Un succès sur iTunes en réalité très relatif
1,3 millions de ventes sur iTunes pèse relativement peu si l’on prend les seules recettes issues du câble qu’engrange le groupe, et qui s’élève, selon Le Figaro, à 6,5 milliards de dollars. Et lorsque l’on prend les 4,5 millions de torrents téléchargés par jour sur The Pirate Bay, les ventes de Walt Disney sur iTunes deviennent presque ridicules. Mais y a t-il vraiment un sens à comparer les chiffres de téléchargement payant à ceux du gratuit ? Et bien oui, car Walt Disney n’est pas en reste concernant la gratuité sur Internet, en étant le premier grand studio à avoir diffusé gratuitement en streaming quatre de ses séries sur Internet, jouant ainsi sur les deux terrains à la fois : l’Internet gratuit (et publicitaire), et l’Internet payant.

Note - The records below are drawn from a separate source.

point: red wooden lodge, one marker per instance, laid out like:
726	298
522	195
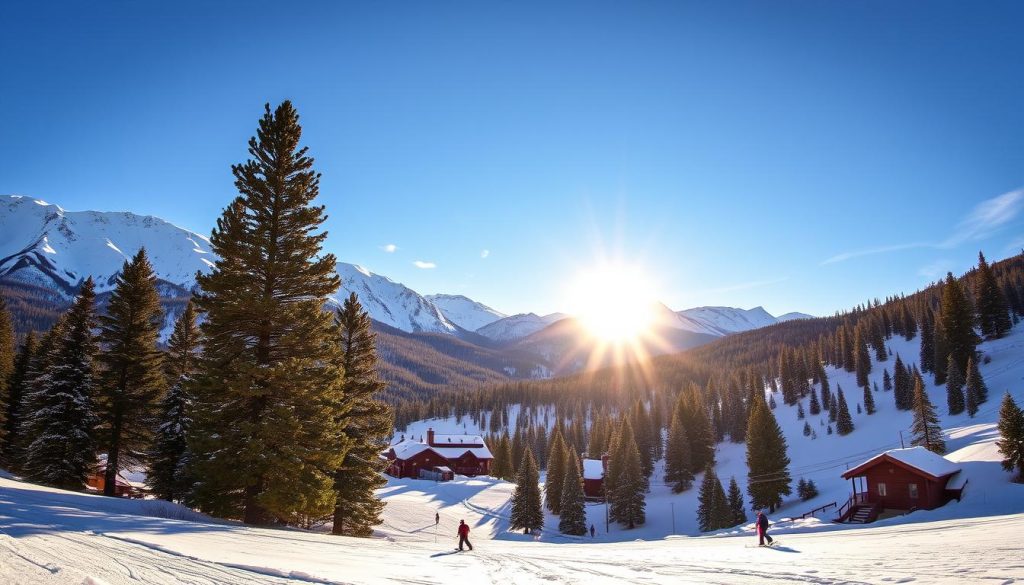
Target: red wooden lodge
463	454
593	477
900	481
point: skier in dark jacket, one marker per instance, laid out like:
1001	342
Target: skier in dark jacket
464	535
763	529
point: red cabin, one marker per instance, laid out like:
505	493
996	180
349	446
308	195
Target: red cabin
463	454
900	481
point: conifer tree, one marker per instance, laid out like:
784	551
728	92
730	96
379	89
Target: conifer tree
925	429
928	342
12	455
367	425
1011	442
6	368
941	357
954	387
572	519
167	477
815	406
976	387
768	478
132	379
868	401
269	419
62	448
993	314
902	386
735	499
862	358
844	423
558	457
526	511
627	497
957	323
713	506
678	466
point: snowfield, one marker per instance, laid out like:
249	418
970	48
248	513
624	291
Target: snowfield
51	536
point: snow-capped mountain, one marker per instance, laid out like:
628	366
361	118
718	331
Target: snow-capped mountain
464	311
392	303
44	245
518	326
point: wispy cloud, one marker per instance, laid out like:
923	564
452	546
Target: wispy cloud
744	286
936	269
869	251
984	219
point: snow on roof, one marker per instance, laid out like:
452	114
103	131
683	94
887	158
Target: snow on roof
451	440
593	469
919	458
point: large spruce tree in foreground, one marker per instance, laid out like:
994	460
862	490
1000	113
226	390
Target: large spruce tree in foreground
168	476
526	511
572	518
131	379
925	430
368	426
769	477
1011	442
62	449
12	454
268	425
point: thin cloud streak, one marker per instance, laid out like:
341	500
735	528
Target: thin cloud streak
984	219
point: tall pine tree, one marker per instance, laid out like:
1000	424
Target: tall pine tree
269	419
132	378
62	449
367	423
526	511
1011	442
925	429
572	518
168	458
767	461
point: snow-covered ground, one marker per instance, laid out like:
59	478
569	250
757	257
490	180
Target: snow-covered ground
50	536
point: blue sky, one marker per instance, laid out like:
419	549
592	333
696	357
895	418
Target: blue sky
800	156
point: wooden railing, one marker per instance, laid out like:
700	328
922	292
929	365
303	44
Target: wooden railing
858	498
816	510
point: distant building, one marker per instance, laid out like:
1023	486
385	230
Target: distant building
440	457
900	481
593	477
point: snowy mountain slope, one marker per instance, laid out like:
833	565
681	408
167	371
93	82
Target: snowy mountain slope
464	311
518	326
823	457
44	245
390	302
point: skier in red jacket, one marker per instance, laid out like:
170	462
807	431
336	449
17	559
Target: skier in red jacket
464	535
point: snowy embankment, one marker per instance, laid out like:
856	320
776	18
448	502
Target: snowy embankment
50	536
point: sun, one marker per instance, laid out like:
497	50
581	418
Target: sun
613	302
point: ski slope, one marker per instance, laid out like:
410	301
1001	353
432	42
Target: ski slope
51	536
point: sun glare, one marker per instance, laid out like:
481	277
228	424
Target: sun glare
614	303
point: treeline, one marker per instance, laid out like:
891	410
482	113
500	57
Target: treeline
267	411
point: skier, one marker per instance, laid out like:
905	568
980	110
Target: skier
763	529
464	535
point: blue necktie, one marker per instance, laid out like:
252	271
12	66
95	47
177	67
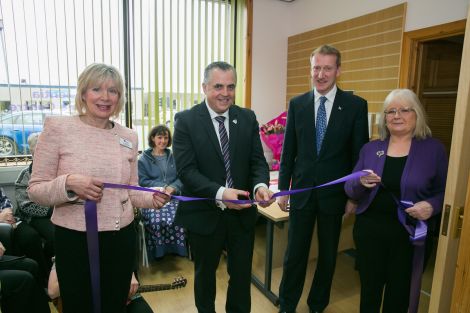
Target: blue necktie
225	150
321	123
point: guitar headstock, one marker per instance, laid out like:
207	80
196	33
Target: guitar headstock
179	282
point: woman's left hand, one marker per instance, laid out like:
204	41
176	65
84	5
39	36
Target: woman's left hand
134	286
160	198
170	190
421	210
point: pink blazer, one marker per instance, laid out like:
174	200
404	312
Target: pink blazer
69	146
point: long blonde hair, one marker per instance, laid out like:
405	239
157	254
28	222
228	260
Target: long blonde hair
407	96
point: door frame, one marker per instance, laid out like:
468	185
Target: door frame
448	247
411	48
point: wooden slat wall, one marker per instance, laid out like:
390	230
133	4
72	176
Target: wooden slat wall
370	46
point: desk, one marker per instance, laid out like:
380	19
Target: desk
273	215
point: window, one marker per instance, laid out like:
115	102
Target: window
161	48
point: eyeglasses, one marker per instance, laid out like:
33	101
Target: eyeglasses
325	69
400	111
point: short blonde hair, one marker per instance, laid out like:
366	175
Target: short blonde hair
411	100
96	74
32	141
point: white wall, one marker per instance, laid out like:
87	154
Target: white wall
274	21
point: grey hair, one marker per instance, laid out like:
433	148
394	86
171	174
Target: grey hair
411	100
221	65
327	50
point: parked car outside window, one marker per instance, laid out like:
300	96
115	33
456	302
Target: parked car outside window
15	127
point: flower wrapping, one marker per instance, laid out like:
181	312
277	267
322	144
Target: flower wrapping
272	134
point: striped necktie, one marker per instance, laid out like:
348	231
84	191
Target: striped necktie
321	123
225	150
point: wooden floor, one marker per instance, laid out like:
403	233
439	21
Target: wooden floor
344	295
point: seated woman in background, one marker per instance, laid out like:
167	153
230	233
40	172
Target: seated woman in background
405	164
157	169
26	240
38	217
21	290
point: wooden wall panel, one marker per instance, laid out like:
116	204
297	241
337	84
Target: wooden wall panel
370	46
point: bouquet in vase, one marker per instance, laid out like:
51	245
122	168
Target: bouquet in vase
272	134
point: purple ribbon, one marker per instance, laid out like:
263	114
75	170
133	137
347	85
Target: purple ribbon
343	179
92	223
91	220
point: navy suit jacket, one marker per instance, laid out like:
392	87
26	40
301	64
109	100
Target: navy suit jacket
346	133
201	169
423	179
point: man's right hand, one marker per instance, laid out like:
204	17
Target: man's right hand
86	187
282	201
234	194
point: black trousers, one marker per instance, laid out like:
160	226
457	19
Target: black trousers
384	260
207	249
21	291
301	225
117	261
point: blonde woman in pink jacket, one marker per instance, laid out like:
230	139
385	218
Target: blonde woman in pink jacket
74	156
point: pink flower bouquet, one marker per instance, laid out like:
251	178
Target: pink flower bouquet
272	134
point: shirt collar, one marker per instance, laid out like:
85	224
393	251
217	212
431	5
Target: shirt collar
213	114
330	96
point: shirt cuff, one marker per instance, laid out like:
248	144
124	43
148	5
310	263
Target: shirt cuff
256	188
219	195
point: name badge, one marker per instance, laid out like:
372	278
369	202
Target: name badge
126	143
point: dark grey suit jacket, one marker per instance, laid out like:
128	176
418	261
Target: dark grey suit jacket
346	133
200	165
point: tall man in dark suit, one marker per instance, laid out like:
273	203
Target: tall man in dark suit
325	130
218	154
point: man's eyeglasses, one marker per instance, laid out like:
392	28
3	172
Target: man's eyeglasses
400	111
325	69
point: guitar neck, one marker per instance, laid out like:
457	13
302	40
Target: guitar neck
158	287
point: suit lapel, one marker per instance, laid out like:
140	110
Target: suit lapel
206	122
308	116
335	122
233	124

Walt Disney croit fort au potentiel des sites dont le contenu est généré par l’utilisateur. Et Iger reprend volontiers l’exemple des cassettes vidéo faites maisons qu’il ramenait du Japon pour la BBC, et qui devinrent d’après lui les home vidéo les plus poilantes de l’Amérique (sympa pour les japonnais). Il y voit comme les prémices de ce qu’il se passe maintenant avec YouTube, regrettant même de ne pas avoir perçu plus tôt le potentiel de ces sites. C’est peut être à mettre en rapport avec sa volonté de travailler de manière excentrée en produisant de multiples contenus locaux, plutôt que d’imposer les mêmes contenus « centraux » au monde entier. Bref, loin de craindre l’hostilité anti-américaine contre laquelle il brandit de manière un peu utopique le bouclier que constitue l’emblématique nom de Walt Disney (et qui pourtant en est l’un des symboles majeur), Iger redéfinie sa propre conception de la mondialisation. Une mondialisation qui ne va pas d’un centre au tout, mais de centres vers le tout.
Pourtant, quelque chose laisse présager que nous n’avons pas fini de voir des écoliers aux quatre coins du monde sortir la même trousse Mickey de leur cartable. « Je prévois que l’accès aux medias via Internet sera la première expérience qu’auront nos enfants en grandissant » conclut le PDG.